How to Prepare for a New Dog

Medically Reviewed by Amy Flowers, DVM on March 09, 2014
4 min read

When you're about to welcome a new member into your family, you put a lot of effort into preparing your home. Even if your newest addition has four legs instead of two, you want to make sure your house is ready.

"Dogs don't come knowing the rules. They don't know they shouldn't chew on the expensive Chinese fern you have sitting in your dining room," says Patricia McConnell, PhD. She's a certified applied animal behaviorist and author of Love Has No Age Limit: Welcoming an Adopted Dog Into Your Home. "Just as you would for an infant, you need to put yourself in your dog's paws and look at the house from their perspective."

Before you bring your new pet home, here are a few things you can do to prepare.

Dogs don't have hands. They explore their world with their mouths. So anything you don't want licked, chewed, or eaten needs to be put away before your new dog arrives. That includes household items that can be risky to pets, such as:

  • Cleaning products and lawn chemicals
  • Pest control products
  • Human medicines
  • Poisonous plants, including azaleas, some lilies, daffodils, buttercups, and hyacinths
  • Toys with small parts (dogs can choke on them, just like babies)

Replace these doggie no-no's with items that are safe for your dog to explore. "Just like we give babies teething rings, we need to give dogs oral outlets for them to chew on," says Meghan Herron, DVM, DACVB. She's an assistant professor of behavioral medicine in the department of veterinary clinical sciences at Ohio State University. She suggests stocking up on rubber chew toys and stuffed animals that you don't mind your dog tearing apart.

As excited as you are about your new pet, you don't need to splurge and buy every trendy accessory on the market. These basics are all you'll need:

Crate.Crate training will prevent your new puppy from using your dining-room table leg as a bathroom when you can't keep an eye on him. The crate should be at least big enough for your dog to stand up and turn around in. Buy one that's a little bigger so he can grow into it.

Collar and leash. The collar doesn't need to be diamond-studded. Your dog won't know the difference. "Just a regular flat buckle collar -- something that has a secure ring that can hold a rabies tag, ID, and license," Herron says.

Bed. Again, nothing fancy is needed. You just want a cozy space where your dog can feel comfortable and secure.

Your veterinarian is just as important to your dog's health as your pediatrician is to your kids' health. Find one you trust. Ask friends for recommendations, and then interview the vet to be sure.

"You don't just want to meet the veterinarian. You want to meet the office staff, the technicians. You want to feel welcome," McConnell says.

Ask your vet for tips on what type of food to buy and how often you should bring your dog in for checkups. Also ask about spaying or neutering your pet if that hasn't already been done. And find out about microchipping, which can help return your dog to you if he ever runs away.

When you first bring your dog home, close doors and set up baby gates to keep him in a confined area. This is good advice for both a new puppy and an older dog.

"You want your dog to have as little time as possible out of your eyesight," McConnell says. "Even if they're 8 years old and house-trained, they're not house-trained to your house."

Close off your pet's outside space, too. Build a fence around your yard if you plan to let your dog go off-leash.

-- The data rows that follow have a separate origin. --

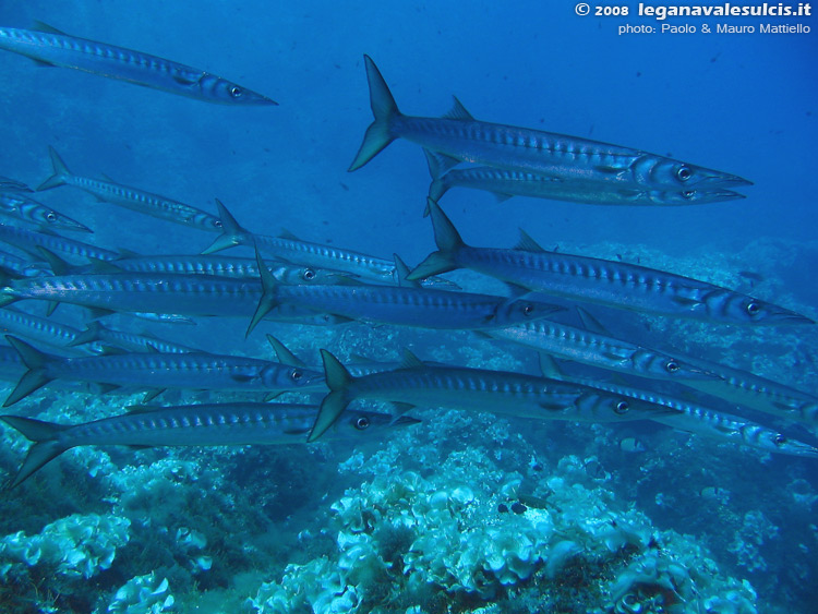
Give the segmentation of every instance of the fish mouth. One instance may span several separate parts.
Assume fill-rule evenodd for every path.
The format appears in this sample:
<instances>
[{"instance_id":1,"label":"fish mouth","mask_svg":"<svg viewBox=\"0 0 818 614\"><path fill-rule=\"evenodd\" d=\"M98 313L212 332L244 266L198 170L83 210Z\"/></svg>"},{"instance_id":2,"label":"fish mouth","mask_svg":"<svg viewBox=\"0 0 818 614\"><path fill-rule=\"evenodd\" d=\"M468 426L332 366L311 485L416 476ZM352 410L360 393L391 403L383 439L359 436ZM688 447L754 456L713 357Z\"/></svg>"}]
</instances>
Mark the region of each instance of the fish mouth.
<instances>
[{"instance_id":1,"label":"fish mouth","mask_svg":"<svg viewBox=\"0 0 818 614\"><path fill-rule=\"evenodd\" d=\"M702 188L705 185L707 186L730 185L731 188L737 188L739 185L753 185L753 182L747 179L744 179L743 177L738 177L737 174L712 172L712 173L709 173L707 177L702 177L699 181L696 182L696 188Z\"/></svg>"},{"instance_id":2,"label":"fish mouth","mask_svg":"<svg viewBox=\"0 0 818 614\"><path fill-rule=\"evenodd\" d=\"M411 416L398 416L389 422L389 426L411 426L412 424L420 424L422 420L418 420Z\"/></svg>"}]
</instances>

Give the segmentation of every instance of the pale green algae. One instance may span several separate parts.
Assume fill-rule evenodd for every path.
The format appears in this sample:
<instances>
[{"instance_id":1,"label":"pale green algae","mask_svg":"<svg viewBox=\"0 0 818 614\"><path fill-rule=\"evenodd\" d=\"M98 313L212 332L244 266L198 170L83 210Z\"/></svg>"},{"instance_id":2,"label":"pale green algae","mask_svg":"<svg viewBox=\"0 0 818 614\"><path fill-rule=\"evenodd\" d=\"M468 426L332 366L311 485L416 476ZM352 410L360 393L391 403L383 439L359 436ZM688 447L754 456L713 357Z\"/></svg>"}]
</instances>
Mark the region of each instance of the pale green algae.
<instances>
[{"instance_id":1,"label":"pale green algae","mask_svg":"<svg viewBox=\"0 0 818 614\"><path fill-rule=\"evenodd\" d=\"M566 612L756 612L748 583L722 575L691 538L653 530L585 475L578 458L542 473L534 459L520 463L528 450L514 449L519 437L504 422L438 414L430 440L401 433L371 458L342 463L370 479L332 504L336 547L288 565L246 610L466 612L514 594L530 605L520 612L566 603ZM442 441L467 426L496 447L444 452ZM501 513L524 483L544 504Z\"/></svg>"}]
</instances>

To make sure your dog behaves, sign him up for training classes ahead of time. "You want to look for positive reinforcement-based training," Herron says. She recommends hiring a trainer with the certification "CPDT" (Certified Professional Dog Trainer).

Adopting a pet involves more than household preparation. "It's lifestyle preparation," Herron says. Decide who'll be in charge of house-training, feeding, and exercising your pet, and when during the day these activities will be done.

Come up with some rules as a family. Which rooms or pieces of furniture are off-limits? Where do you want the dog to sleep? Whatever you decide, everyone needs to be consistent and stick to the plan.

"It's not fair to a dog to have confused expectations that vary from person to person. It's like having a language in which you're changing the word for 'chair' every day," McConnell says. "Dogs need consistency."

Stick to your plan, but don't expect your dog to do the same. Just like children, dogs don't always behave and follow the rules.

"It takes dogs about a year to settle in," McConnell says. "It's very easy to feel either worried or frustrated if, after a month or two, things aren't perfect. The fact of the matter is, it just takes time."